A property rental business will have a start date, and it is important to know when this is. A landlord will normally undertake some preparatory work before letting their first property, and it is important to know when the preparatory work ends and the property business begins.
In their Property Income Manual, HMRC make the point that ‘where the rental business is letting property, the business can’t begin until the first property is let.’ Once the first property has been let, the property rental business exists, and the landlord can deduct subsequent expenses incurred wholly and exclusively for the purposes of the business when calculating the profits of that business.
Single property business
It is important to note that, regardless of the number of properties that a landlord has, they will normally be treated as parts of the same property business where owned by the same person acting in the same legal capacity. However, where a landlord has properties in the UK and outside the UK, the UK properties will form one rental business and the overseas properties another rental business. Although separate rules currently apply to furnished holiday lettings, a landlord who has furnished holiday lettings and other lets in the UK will only have a single UK property business.

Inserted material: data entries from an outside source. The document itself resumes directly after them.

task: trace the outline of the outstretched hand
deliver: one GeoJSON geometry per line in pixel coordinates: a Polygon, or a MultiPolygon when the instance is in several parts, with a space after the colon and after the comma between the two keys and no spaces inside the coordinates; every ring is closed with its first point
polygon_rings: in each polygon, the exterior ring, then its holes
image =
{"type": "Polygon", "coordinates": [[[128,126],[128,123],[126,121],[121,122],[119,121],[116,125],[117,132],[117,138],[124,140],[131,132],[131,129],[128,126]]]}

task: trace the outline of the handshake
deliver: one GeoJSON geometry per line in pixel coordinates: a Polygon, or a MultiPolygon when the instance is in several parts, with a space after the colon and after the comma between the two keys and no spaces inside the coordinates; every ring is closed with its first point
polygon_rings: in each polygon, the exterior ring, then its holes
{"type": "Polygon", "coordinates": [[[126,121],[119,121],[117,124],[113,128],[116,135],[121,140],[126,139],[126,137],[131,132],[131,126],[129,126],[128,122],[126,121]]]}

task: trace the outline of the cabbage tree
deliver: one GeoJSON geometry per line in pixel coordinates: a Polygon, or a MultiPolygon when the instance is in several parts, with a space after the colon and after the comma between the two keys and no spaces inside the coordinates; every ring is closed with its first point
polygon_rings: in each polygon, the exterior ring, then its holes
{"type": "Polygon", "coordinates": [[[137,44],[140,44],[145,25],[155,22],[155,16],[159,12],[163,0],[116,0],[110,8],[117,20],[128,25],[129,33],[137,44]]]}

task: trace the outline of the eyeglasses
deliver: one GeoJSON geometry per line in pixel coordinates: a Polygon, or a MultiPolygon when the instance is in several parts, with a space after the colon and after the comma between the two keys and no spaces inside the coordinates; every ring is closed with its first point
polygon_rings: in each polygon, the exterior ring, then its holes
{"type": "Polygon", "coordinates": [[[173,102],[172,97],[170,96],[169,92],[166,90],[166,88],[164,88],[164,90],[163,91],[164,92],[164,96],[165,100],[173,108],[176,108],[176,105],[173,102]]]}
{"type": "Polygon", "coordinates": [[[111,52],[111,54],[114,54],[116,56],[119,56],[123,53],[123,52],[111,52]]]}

Acquiring further properties
Once the first property has been let and the property business is up and running, any expenditure incurred in preparation to letting second and subsequent properties will be incurred by the existing property rental business and will be deductible in calculating the profits of that business, as long as the wholly and exclusively test is met. The pre-letting expenditure rules are not relevant to preparatory activities in relation to subsequent properties once the business has started.
Pre-letting expenses
Expenses incurred before the first let may be deductible under the pre-trading rules. Under these rules, the expense is deductible if it is incurred in the seven years prior to the start of the property rental business, and the expense would have been deductible if it had been incurred once the property rental business had started. Where these conditions are met, the expense is treated as if it had been incurred on the day on which the property rental business started, and relief is given in calculating the rental profits for that period.
Similar rules apply to capital expenditure. Where capital allowances are available, any qualifying expenditure is treated as incurred on the start date and is taken into account in calculating capital allowances for the first period of account.